Regression Analysis

Introduction

In every walk of science we come across variables related to one another. Mathematical formulations of such relations occupy an important place in scientific research. When only two variables are involved we often plot a curve to show functional relationships as in the left hand figure below which depicts the relation between the length of a steel wire and the weight suspended from it.
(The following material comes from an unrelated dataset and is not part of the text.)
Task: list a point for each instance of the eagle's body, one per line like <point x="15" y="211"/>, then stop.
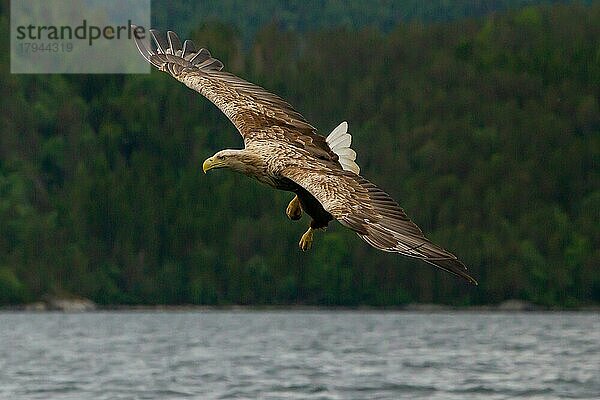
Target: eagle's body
<point x="282" y="150"/>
However, what the experimenter sees in the laboratory is not this neat line. He sees a bunch of points as shown in the right hand figure. One idealizes these points to get the straight line. This process of extracting an ideal (and, desirably, simple) relation between variables based on observed data is called regression analysis.

Often the relationship between two variables has a causal flavor. For example, in our example, we like to think of the weight as causing the elongation. Thus, weight is the variable that is under direct control of the experimenter. So we call it the explanatory variable. The other variable (elongation) is called the response. If we have a single explanatory variable and a single response (as here), then we have a bivariate regression problem. A multivariate regression problem has more than one explanatory variable, but (usually) a single response. We shall talk about bivariate regression first.

Bivariate regression

A typical regression analysis proceeds in four steps:

First we postulate a form of the relation, like a straight line or a parabola or an exponential curve. The form involves unknown numbers to be determined. For instance, a straight line has equation y = a + bx, where a,b are unknown numbers to be determined. Typically the form of the relation is obtained by theoretical considerations and/or looking at the scatterplot.
Next we have to decide upon an objective criterion of goodness of fit. For instance, in the plot below, we can see that line A is a bad fit. But both B and C appear equally good to the naked eye. An objective criterion for goodness of fit is needed to choose one over the other.
Once we have chosen the form as well as the criterion, it is a matter of routine computation to find a relation of our chosen form that fits the data best. Statistics textbooks spend many pages elaborating on this step. However, for us it is just a matter of invoking R.
Last but not the least, we have to check whether the ``best'' relation is indeed what we expected. (Common sense above routine computation!)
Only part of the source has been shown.